A differential equation is an equation that involves an unknown function and one or more of its derivatives. If \( y = f(x) \), then expressions such as \( y' \), \( y'' \), or higher derivatives may appear in the equation.
The order of a differential equation is defined as the order of the highest derivative appearing in the equation.
a) \( \quad y' = 3x \)
The highest derivative is \( y' \).
Therefore, this is a first-order differential equation.
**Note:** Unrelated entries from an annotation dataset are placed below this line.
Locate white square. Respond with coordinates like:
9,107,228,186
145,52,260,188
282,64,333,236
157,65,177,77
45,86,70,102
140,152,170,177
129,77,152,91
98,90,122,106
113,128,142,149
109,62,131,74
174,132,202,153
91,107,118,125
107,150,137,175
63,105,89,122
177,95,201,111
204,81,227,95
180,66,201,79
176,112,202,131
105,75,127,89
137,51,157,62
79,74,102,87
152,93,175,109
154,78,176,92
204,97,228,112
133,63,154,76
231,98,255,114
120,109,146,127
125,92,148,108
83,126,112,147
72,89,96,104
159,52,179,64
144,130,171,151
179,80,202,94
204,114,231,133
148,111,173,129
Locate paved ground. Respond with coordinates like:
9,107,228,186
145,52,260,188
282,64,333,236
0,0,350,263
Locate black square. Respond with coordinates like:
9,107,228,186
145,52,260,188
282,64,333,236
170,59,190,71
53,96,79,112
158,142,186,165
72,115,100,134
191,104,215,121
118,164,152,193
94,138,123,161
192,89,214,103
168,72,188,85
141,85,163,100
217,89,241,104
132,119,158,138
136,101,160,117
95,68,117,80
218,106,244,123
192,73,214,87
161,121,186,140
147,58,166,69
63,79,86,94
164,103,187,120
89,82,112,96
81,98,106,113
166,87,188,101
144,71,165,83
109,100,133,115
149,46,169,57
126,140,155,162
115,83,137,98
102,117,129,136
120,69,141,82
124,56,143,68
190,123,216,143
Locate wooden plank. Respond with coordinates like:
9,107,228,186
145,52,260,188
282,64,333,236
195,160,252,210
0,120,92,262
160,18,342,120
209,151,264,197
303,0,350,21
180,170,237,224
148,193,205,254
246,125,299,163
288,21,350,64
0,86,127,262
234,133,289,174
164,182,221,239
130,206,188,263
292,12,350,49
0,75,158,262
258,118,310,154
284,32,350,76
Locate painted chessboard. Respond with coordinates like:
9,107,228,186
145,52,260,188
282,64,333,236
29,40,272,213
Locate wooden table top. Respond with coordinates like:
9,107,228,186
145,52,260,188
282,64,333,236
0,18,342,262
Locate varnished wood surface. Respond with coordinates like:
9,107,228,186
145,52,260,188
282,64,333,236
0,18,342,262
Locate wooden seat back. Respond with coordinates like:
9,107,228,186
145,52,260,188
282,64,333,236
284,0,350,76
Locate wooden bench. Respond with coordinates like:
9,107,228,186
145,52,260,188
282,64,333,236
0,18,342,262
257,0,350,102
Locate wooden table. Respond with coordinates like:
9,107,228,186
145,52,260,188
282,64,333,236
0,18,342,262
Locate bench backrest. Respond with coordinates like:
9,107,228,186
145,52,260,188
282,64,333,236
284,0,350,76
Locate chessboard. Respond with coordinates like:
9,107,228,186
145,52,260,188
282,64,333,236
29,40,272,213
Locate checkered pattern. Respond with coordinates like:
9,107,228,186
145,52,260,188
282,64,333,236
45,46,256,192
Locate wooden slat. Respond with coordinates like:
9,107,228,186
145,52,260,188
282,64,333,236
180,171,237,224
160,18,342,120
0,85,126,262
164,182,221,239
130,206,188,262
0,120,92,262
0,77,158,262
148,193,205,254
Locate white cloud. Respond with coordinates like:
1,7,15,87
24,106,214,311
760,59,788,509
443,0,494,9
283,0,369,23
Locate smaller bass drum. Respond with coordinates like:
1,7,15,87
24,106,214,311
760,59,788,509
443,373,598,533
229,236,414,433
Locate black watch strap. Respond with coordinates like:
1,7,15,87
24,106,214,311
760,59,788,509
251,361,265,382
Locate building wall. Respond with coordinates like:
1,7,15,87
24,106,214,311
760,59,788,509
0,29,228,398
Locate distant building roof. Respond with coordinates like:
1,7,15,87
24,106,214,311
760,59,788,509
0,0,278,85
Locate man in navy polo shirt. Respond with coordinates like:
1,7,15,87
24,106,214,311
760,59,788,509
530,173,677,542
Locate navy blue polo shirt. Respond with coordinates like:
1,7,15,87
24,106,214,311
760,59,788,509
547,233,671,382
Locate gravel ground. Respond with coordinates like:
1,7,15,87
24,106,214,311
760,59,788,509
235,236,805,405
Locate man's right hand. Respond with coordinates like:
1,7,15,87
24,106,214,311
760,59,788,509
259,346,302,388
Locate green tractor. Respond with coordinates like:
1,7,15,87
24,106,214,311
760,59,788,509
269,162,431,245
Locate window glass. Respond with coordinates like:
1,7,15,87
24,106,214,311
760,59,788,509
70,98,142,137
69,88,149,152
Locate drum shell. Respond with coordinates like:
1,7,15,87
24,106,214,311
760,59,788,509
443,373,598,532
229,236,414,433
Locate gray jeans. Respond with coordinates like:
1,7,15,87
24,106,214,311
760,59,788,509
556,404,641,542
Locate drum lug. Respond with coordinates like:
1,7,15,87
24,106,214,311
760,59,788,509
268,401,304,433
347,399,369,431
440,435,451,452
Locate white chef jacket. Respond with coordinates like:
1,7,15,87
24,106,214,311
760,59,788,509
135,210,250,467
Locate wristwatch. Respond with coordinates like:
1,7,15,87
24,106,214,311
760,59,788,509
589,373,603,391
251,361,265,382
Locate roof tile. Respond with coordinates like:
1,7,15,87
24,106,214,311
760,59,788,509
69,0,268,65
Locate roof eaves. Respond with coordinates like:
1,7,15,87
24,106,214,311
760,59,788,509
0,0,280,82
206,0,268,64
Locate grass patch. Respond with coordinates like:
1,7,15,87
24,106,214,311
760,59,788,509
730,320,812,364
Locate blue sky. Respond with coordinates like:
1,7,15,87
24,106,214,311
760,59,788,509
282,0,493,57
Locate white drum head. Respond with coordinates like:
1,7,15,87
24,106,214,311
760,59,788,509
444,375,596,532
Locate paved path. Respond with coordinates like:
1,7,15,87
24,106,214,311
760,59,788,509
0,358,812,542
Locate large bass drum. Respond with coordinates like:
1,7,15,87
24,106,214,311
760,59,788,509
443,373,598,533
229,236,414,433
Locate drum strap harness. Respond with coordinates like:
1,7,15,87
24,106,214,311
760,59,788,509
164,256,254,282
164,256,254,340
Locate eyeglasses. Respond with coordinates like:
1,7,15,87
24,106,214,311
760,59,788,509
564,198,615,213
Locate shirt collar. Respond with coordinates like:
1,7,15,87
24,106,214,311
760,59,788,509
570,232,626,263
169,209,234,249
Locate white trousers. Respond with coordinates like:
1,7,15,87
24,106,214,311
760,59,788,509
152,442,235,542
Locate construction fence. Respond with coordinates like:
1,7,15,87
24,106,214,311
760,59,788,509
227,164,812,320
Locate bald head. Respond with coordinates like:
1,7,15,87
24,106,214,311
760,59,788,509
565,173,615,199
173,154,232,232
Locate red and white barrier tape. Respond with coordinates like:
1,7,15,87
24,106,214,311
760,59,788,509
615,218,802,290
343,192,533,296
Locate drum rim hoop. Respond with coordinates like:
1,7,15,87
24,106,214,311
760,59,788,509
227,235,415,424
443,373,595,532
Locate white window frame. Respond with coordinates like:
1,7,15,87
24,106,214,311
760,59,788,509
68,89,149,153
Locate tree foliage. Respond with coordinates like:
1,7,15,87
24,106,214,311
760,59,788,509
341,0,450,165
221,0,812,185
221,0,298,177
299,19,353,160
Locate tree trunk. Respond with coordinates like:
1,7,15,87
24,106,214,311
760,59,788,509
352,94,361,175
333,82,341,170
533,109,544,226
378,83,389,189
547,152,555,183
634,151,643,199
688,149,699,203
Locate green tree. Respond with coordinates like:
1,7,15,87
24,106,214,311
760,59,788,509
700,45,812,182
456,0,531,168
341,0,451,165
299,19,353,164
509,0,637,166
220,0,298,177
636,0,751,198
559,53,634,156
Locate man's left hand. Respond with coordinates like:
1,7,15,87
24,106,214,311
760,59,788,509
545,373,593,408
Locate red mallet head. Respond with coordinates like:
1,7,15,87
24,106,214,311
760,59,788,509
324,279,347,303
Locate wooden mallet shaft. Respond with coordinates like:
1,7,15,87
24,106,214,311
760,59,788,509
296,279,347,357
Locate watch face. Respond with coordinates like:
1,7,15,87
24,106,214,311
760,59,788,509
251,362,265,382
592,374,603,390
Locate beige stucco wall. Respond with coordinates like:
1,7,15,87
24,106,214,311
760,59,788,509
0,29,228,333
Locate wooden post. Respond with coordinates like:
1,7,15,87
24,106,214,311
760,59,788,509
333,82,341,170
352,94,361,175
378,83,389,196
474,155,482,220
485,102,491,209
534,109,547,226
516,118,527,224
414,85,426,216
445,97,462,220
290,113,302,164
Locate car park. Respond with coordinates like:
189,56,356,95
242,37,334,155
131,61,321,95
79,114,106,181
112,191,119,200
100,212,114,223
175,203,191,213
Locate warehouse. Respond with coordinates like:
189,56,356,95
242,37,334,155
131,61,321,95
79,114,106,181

b) \( \quad y'' + y' + y = 3x \)
The highest derivative is \( y'' \).
Therefore, this is a second-order differential equation.
c) \( \quad -2y''' + y'' + y^4 = 3x \)
The highest derivative is \( y''' \).
Therefore, this is a third-order differential equation.
A function \( y = f(x) \) is called a solution of a differential equation if, after substituting \( y \) and its derivatives into the equation, both sides become equal.
Verify that
\[ y = Ce^{4x} + e^{3x} \]is a solution of the differential equation
\[ y' - 4y = -e^{3x} \]First compute the derivative:
\[ y' = 4Ce^{4x} + 3e^{3x} \]Substitute \( y \) and \( y' \) into the left side:
\[ \begin{aligned} y' - 4y &= 4Ce^{4x} + 3e^{3x} - 4(Ce^{4x} + e^{3x}) \\ &= 4Ce^{4x} + 3e^{3x} - 4Ce^{4x} - 4e^{3x} \\ &= e^{3x}(3 - 4) \\ &= -e^{3x} \end{aligned} \]This matches the right side of the differential equation. Therefore, \( y = Ce^{4x} + e^{3x} \) is indeed a solution.
Most applications of differential equations involve finding the unknown function.
Integrate both sides:
\[ \int y' \, dx = \int 2x \, dx \]This gives:
\[ y + C_1 = x^2 + C_2 \]Combining constants:
\[ y = x^2 + C \]where \( C = C_2 - C_1 \) is an arbitrary constant.